33 Pheasant Lane in East Falmouth

A developer filed suit against the Falmouth Zoning Board of Appeals after its decision to revoke the building permit and occupancy permit to 33 Pheasant Lane, East Falmouth.

Dan C. Maclone, a Falmouth builder, would have to tear down the new home he intended to sell if he opted to accept the decision.

The suit was filed with the town January 9 and seeks to reverse the zoning board decision made on December 12, when it granted an application of Edward Van Keuren and ordered Falmouth Building Commissioner and Zoning Enforcement Officer Rod Palmer to rescind the certificate of occupancy.

The plaintiff contends Mr. Van Keuren does not have standing and waited too long to file the appeal.

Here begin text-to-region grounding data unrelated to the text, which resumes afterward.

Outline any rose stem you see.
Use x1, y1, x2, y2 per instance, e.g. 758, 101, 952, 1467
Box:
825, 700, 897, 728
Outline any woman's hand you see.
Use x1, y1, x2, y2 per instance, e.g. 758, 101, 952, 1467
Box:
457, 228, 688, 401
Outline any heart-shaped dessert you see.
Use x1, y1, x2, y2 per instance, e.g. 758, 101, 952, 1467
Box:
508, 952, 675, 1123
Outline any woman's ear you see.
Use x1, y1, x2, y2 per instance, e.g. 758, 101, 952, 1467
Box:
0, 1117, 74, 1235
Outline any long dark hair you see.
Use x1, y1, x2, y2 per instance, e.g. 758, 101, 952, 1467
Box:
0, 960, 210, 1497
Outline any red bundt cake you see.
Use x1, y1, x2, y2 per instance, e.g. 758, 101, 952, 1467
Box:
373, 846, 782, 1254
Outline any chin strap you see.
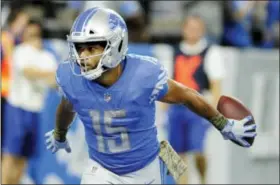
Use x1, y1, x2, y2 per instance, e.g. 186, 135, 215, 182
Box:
82, 67, 106, 80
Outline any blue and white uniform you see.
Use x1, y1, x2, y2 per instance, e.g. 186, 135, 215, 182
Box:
56, 54, 169, 184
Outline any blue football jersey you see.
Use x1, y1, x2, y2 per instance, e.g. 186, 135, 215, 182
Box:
56, 54, 169, 175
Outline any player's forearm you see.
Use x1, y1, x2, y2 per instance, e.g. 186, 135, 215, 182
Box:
54, 98, 75, 142
23, 67, 55, 81
45, 75, 57, 88
161, 79, 228, 130
181, 88, 227, 130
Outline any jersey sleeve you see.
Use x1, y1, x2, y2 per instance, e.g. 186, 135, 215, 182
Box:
56, 77, 67, 99
149, 62, 169, 103
55, 64, 69, 100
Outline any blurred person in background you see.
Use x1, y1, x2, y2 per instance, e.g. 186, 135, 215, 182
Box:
1, 7, 29, 151
120, 1, 153, 54
182, 1, 223, 44
119, 1, 150, 43
167, 15, 225, 184
1, 19, 57, 184
222, 1, 256, 47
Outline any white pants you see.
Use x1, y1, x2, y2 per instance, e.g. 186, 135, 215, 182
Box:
81, 156, 167, 184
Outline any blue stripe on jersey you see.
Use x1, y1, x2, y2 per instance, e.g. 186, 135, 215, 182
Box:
73, 8, 97, 32
157, 82, 168, 101
55, 74, 67, 99
150, 66, 169, 103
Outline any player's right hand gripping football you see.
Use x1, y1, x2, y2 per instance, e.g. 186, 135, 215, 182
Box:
45, 130, 72, 154
221, 116, 257, 147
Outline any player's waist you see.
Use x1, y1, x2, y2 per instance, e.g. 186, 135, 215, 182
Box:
86, 154, 162, 178
88, 141, 159, 175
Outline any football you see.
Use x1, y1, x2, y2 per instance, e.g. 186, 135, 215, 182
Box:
217, 95, 256, 147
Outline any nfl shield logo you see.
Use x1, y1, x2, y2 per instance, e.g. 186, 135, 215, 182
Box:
104, 93, 111, 102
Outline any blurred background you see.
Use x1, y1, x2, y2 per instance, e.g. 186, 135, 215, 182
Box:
1, 0, 279, 184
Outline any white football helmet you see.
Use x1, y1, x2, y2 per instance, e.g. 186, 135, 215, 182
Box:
67, 7, 128, 80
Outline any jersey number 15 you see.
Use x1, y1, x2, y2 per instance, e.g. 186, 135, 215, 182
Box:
89, 110, 131, 153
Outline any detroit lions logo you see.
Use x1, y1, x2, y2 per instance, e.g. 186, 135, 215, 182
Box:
109, 14, 127, 31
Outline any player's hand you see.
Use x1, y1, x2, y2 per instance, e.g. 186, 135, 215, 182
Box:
45, 130, 72, 154
221, 116, 257, 147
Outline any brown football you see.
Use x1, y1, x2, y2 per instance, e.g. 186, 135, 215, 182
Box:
217, 95, 256, 146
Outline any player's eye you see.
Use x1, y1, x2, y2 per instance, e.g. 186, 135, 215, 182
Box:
75, 45, 84, 53
75, 43, 90, 52
78, 48, 85, 54
89, 46, 97, 51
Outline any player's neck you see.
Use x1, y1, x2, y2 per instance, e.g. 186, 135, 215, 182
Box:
95, 63, 123, 88
184, 39, 200, 46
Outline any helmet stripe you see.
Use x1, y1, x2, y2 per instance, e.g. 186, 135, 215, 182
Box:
73, 8, 95, 32
82, 8, 99, 32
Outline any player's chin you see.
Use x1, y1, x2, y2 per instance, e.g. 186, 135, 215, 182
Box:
82, 66, 97, 72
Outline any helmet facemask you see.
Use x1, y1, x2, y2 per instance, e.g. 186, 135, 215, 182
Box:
68, 39, 111, 80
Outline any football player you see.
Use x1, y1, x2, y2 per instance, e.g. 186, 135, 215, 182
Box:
45, 8, 257, 184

“What we’re saying is that he would not be harmed by this building,” said Kimberly A. Bielan, attorney for Mr. Maclone, who is a former member of the zoning board.

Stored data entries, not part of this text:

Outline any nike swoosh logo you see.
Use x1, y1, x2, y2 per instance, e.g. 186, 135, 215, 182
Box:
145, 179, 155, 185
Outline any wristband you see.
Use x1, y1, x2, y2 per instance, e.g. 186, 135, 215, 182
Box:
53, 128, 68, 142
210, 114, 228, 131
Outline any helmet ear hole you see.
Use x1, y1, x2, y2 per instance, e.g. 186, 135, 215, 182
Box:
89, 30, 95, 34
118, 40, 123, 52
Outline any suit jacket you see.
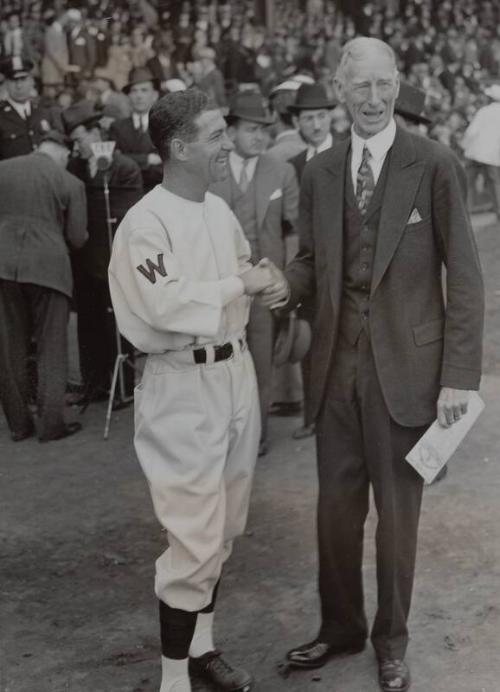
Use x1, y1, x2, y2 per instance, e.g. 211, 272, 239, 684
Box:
0, 151, 87, 297
109, 117, 162, 192
68, 152, 143, 279
285, 126, 484, 427
68, 28, 96, 76
41, 23, 69, 86
0, 99, 63, 160
209, 153, 299, 269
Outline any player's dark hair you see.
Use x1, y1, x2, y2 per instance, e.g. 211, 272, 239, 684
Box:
149, 88, 210, 162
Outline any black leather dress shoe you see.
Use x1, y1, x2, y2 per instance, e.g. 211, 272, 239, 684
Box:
11, 422, 35, 442
39, 422, 82, 443
286, 637, 366, 669
189, 650, 253, 691
378, 658, 411, 691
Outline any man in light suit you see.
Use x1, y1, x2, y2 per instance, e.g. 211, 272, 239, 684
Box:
262, 38, 484, 692
0, 130, 87, 441
210, 92, 299, 456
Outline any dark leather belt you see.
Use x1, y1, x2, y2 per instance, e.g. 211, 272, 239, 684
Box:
193, 341, 242, 365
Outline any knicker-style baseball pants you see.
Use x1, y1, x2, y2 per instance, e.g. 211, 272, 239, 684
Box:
134, 340, 260, 613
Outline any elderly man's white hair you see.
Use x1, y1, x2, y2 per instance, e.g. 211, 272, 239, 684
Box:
335, 37, 398, 86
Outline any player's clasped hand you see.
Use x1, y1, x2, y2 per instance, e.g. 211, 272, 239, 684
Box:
437, 387, 470, 428
240, 262, 274, 295
257, 258, 290, 307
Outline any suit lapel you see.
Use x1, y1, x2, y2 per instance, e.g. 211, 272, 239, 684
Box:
319, 139, 349, 303
255, 155, 277, 229
370, 127, 425, 297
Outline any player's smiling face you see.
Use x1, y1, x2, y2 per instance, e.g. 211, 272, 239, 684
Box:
187, 109, 234, 184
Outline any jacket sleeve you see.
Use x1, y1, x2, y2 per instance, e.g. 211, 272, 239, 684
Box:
431, 149, 484, 390
64, 173, 88, 249
284, 162, 316, 309
110, 225, 245, 338
281, 161, 299, 236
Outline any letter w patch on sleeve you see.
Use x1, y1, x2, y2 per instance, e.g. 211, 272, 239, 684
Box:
136, 253, 168, 284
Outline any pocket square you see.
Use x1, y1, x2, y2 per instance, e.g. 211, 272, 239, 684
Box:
269, 188, 282, 201
408, 208, 423, 224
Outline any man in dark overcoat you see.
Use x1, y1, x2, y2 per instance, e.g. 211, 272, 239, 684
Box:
261, 37, 484, 692
0, 130, 88, 441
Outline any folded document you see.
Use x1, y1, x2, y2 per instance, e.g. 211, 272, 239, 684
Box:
405, 392, 485, 484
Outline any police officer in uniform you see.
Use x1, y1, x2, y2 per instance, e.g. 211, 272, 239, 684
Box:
0, 56, 63, 161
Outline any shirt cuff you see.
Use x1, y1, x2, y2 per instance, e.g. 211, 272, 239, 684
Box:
219, 275, 245, 306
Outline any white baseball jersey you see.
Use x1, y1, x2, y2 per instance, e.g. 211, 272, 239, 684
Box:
109, 185, 252, 353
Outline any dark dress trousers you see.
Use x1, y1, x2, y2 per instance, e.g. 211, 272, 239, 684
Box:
0, 151, 87, 438
68, 152, 143, 398
0, 99, 63, 160
110, 116, 163, 193
285, 126, 484, 659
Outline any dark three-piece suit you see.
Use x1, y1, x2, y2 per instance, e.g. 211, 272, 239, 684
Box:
285, 126, 484, 659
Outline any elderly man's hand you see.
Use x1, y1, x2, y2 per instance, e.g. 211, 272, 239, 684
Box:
437, 387, 470, 428
240, 263, 274, 295
257, 258, 290, 308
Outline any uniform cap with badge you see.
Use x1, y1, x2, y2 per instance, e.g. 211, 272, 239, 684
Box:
0, 56, 34, 80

When Mr. Van Keuren, a neighbor and member of the zoning board of appeals, noticed that the lot was being clear-cut in January last year, he filed an appeal. He said when he bought his home on Pheasant Lane in the 1980s, his real estate agent noted that 33 Pheasant Lane was not buildable, according to a previous Enterprise article.

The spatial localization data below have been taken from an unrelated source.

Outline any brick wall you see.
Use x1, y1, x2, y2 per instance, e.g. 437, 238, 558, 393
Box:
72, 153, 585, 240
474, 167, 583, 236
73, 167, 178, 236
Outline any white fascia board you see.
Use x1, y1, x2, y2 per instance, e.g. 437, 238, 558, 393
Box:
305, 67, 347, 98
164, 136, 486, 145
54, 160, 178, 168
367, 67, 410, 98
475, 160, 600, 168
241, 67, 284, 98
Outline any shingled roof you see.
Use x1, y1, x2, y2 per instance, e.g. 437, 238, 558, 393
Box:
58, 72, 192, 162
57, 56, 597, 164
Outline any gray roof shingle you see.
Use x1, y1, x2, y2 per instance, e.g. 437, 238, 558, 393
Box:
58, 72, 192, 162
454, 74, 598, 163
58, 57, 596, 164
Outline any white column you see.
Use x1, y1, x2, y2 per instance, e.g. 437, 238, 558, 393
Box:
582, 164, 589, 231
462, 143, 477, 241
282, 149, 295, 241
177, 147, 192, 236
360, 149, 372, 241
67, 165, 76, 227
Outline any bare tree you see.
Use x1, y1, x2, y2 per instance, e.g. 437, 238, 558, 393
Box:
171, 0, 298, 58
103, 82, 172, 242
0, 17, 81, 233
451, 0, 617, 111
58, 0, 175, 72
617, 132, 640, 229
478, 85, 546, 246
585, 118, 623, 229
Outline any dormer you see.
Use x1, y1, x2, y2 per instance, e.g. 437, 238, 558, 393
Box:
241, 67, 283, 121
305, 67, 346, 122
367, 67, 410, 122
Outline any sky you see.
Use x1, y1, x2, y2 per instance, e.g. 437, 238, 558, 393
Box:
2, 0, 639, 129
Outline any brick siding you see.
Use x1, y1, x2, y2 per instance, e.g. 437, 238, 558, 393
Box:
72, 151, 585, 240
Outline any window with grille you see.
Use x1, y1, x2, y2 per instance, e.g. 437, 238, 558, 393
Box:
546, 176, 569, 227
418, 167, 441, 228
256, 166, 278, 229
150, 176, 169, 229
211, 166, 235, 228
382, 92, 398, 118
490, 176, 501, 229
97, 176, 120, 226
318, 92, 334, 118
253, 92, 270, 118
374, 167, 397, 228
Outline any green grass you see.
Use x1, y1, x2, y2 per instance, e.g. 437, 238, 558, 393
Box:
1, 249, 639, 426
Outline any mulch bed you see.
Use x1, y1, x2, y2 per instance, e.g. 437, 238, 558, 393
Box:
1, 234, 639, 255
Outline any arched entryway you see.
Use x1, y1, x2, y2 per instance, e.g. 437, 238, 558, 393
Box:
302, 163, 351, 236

Mr. Maclone purchased the lot for $165,000 in December 2018 to construct a three-bedroom, Cape-style house. He started construction in January 2019 and finished the house in the summer. He filed a building permit and checked off a box that said there had not been denials to the building permit, but some argue that he should not have checked the box off without knowing for sure. Three denials have been issued on the construction permits on the lot, but Mr. Maclone said he was not aware of them until after the house was built.

In a previous meeting of the appeals board Robert Dugan, clerk of the board, wondered why the developer would check the box on the building application that stated there were no denials without knowing for certain.

Mr. Maclone told the board of appeals that he filed the building permit contingent on the building commissioner’s making his decision on the lot’s buildability. He filed about 10 other building permits in the same way, he said. He argued that it was not his job “to do the commissioner’s job.”

Mr. Maclone was not available for comment. A conference is scheduled in land court on February 20.

(2) comments

Chumley

It will be interesting to find out how the building commissioner could not know that the lot was unbuildable. I would hate to think that there was any collusion between the building commissioner and the builder.

Gadfly

If this gets to trial, it will be interesting to watch. I suspect there is no ill intent on the part of the builder, he probably just expected the Building Dept. to holler if the lot was unbuildable. One wonders why the "whistleblower" did not take immediate action and contact the builder with his concerns when he saw the lot being cleared. This is bad for all parties, including the taxpayers of Falmouth.